Close scrutiny of the record does not support a determination that the facts in this case sustain a claim for punitive damages. Permitting the bad-faith and punitive-damages claims to go to the jury allowed that body to speculate as to the amount of the damages. The issue should not have been before the jury.

Based on the foregoing, we reverse the judgment of the court of appeals on the issue of punitive damages and enter final judgment on such issue for appellant.4

Judgment accordingly.

Moyer, C.J., Sweeney, Holmes and Douglas, JJ., concur. Wright and H. Brown, JJ., concur separately.

“Bad faith” has been defined as “ * * a dishonest purpose, moral obliquity, conscious wrongdoing, breach of a known duty through some ulterior motive or ill will partaking of the nature of fraud. It also embraces actual intent to mislead or deceive another.’ ” Hoskins, supra, at 276, 6 OBR at 341, 452 N.E. 2d at 1320, quoting Slater v. Motorists Mut. Ins. Co. (1962), 174 Ohio St. 148, 21 O.O. 2d 420, 198 N.E. 2d 45, paragraph two of the syllabus.

Timothy Helmick owed approximately one thousand dollars per month in mortgage debt and was well behind in payments. He also owed substantial monthly sums for debts on his automobile and a motor home. He was in arrears on these payments as well. Helmick also owed his ex-wife approximately $7,500 pursuant to the provisions of a separation agreement. Timothy Helmick’s income in 1981 was approximately $3,500.
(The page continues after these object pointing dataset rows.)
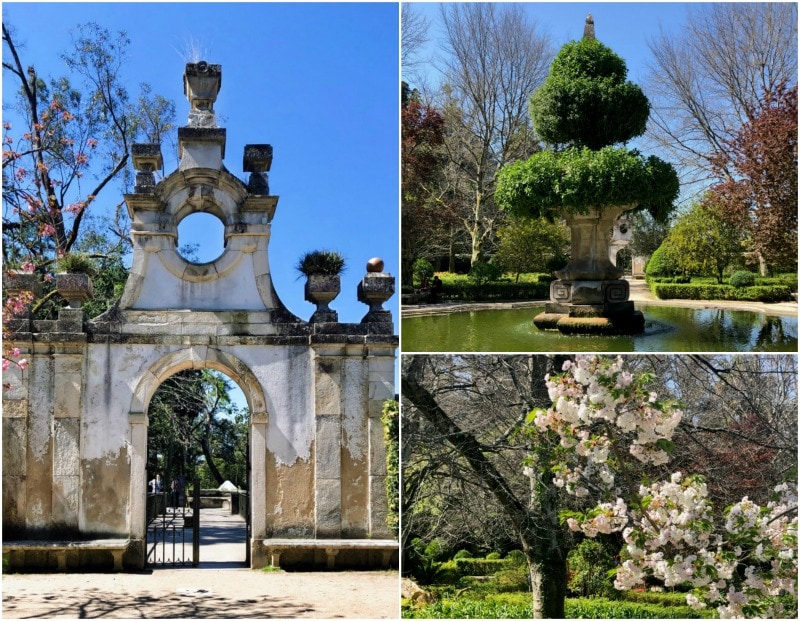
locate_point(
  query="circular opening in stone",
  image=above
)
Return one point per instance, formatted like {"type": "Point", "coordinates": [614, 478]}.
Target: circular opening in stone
{"type": "Point", "coordinates": [201, 238]}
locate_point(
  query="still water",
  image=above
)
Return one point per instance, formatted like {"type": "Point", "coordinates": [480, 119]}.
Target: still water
{"type": "Point", "coordinates": [667, 329]}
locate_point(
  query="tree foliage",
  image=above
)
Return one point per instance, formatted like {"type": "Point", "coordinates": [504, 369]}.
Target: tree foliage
{"type": "Point", "coordinates": [572, 181]}
{"type": "Point", "coordinates": [761, 196]}
{"type": "Point", "coordinates": [647, 233]}
{"type": "Point", "coordinates": [586, 100]}
{"type": "Point", "coordinates": [587, 105]}
{"type": "Point", "coordinates": [704, 242]}
{"type": "Point", "coordinates": [72, 147]}
{"type": "Point", "coordinates": [465, 435]}
{"type": "Point", "coordinates": [424, 216]}
{"type": "Point", "coordinates": [532, 245]}
{"type": "Point", "coordinates": [197, 430]}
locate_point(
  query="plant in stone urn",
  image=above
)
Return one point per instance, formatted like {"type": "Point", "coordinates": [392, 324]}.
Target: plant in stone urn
{"type": "Point", "coordinates": [322, 269]}
{"type": "Point", "coordinates": [73, 280]}
{"type": "Point", "coordinates": [584, 107]}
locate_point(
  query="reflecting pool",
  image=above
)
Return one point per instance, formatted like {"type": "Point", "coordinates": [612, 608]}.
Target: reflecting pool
{"type": "Point", "coordinates": [667, 329]}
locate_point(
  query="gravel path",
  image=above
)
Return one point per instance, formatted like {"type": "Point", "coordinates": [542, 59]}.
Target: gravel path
{"type": "Point", "coordinates": [203, 593]}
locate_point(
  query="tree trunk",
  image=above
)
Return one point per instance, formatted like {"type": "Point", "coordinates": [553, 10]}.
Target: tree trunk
{"type": "Point", "coordinates": [451, 258]}
{"type": "Point", "coordinates": [548, 584]}
{"type": "Point", "coordinates": [204, 444]}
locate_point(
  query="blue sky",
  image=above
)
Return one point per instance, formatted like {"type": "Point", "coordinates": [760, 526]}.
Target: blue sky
{"type": "Point", "coordinates": [317, 81]}
{"type": "Point", "coordinates": [625, 27]}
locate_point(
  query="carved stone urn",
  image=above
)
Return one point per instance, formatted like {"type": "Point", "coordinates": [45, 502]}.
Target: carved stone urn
{"type": "Point", "coordinates": [590, 295]}
{"type": "Point", "coordinates": [74, 287]}
{"type": "Point", "coordinates": [373, 290]}
{"type": "Point", "coordinates": [321, 289]}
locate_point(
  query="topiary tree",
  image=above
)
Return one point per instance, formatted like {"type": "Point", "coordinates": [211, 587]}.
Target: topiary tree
{"type": "Point", "coordinates": [586, 100]}
{"type": "Point", "coordinates": [584, 108]}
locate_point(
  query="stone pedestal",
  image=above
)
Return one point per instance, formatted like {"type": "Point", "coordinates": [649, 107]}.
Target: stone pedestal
{"type": "Point", "coordinates": [374, 289]}
{"type": "Point", "coordinates": [321, 289]}
{"type": "Point", "coordinates": [590, 297]}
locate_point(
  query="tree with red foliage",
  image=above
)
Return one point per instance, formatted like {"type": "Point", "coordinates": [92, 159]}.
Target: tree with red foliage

“Actual malice” was defined in Hoskins as:

“ ‘ * * * “ ‘that state of mind under which a person’s conduct is characterized by hatred or ill will, a spirit of revenge, retaliation, or a determination to vent his feelings upon other persons.’ ” * * *
“ ‘Appellants assert' in their sole proposition of law that “intentional, reckless, wanton, willful and gross acts which cause injury to person or property may be sufficient to evidence that degree of malice required to support an award of punitive damages in tort actions.” This broad statement is also correct; actual malice may be inferred from conduct and surrounding circumstances. * * *’ (Citations omitted.).” Id. at 277, 6 OBR at 341-342, 452 N.E. 2d at 1320-1321, quoting Columbus Finance v. Howard (1975), 42 Ohio St. 2d 178, 183-184, 71 O.O. 2d 174, 177, 327 N.E. 2d 654, 658.
“Actual malice” was also most recently defined as “* * * (1) that state of mind under which a person’s conduct is characterized by hatred, ill will or a spirit of revenge, or (2) a conscious disregard for the rights and safety of other persons that has a great probability of causing substantial harm.” (Emphasis sic.) Preston v. Murty (1987), 32 Ohio St. 3d 334, 512 N.E. 2d 1174, syllabus.

Our decision does not in any way disturb the jury’s award of compensatory damages to appellees.